In 1904 during the middle of the Russo-Japanese War, at the personal request of Itō Hirobumi, Kaneko returned to the United States as a special envoy from the Japanese government to enlist American diplomatic support in bringing the war to a speedy conclusion. In April 1904, Kaneko addressed before the Japan Club of Harvard University that Japan was fighting to maintain the peace of Asia and to conserve the influence of Anglo-American civilization in the East. While in the United States, Kaneko revived contacts with Theodore Roosevelt, with whom he had been contemporaneously at Harvard, and requested that Roosevelt help Japan mediate a peace treaty.

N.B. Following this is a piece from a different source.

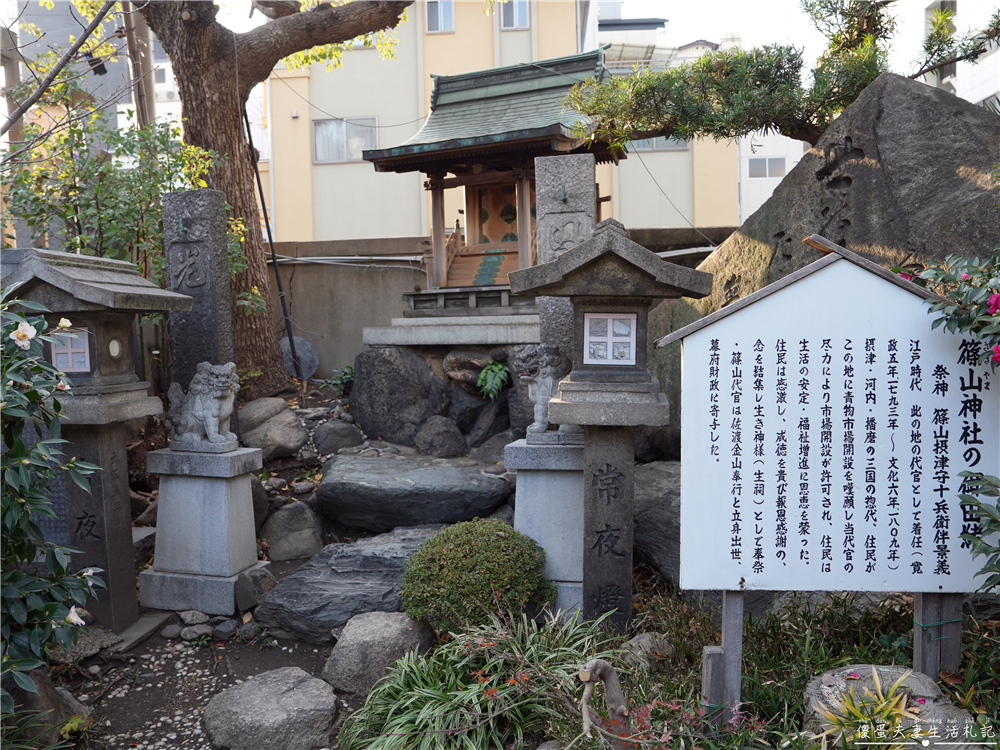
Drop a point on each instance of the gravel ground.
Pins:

When Kaneko met Roosevelt, the president asked for a book that would help explain the character of the Japanese people—what motivates them, their culture and spiritual education in Japan. Kaneko gave Roosevelt a copy of '', and several months later, Roosevelt thanked Kaneko, remarking that it enlightened within him a deeper understanding of the Japanese culture and character. Thereafter, Roosevelt eagerly took on the task and presided over the subsequent Treaty of Portsmouth negotiations.

Later career

From 1906, Kaneko served as a member of the Privy Council, and was elevated in title to viscount in 1907.
In his later years he was engaged in the compilation of a history of the Imperial family and served as secretary general of the association for compiling historical materials about the Meiji Restoration. He completed an official biography of Emperor Meiji in 1915. He was awarded the Grand Cordon of the Order of the Rising Sun in 1928, and elevated to hakushaku in 1930.
Kaneko was a strong proponent of good diplomatic relations with the United States all of his life. In 1900, he established the first American Friendship Society.
According to the records of the America-Japan Society, Kentaro Kaneko founded that organization in Tokyo, on March 1917, and became its first president. In 1938, during a time of increasingly strident anti-American rhetoric from the Japanese government and press, he established the Japan-America Alliance Association, a political association calling for a "Japanese-American Alliance", together with future Prime Minister Takeo Miki. He was one of the few senior statesmen in Japan to speak out strongly against war with the United States as late as 1941.
On his death in 1942, Kaneko was posthumously awarded the Grand Cordon of the Supreme Order of the Chrysanthemum.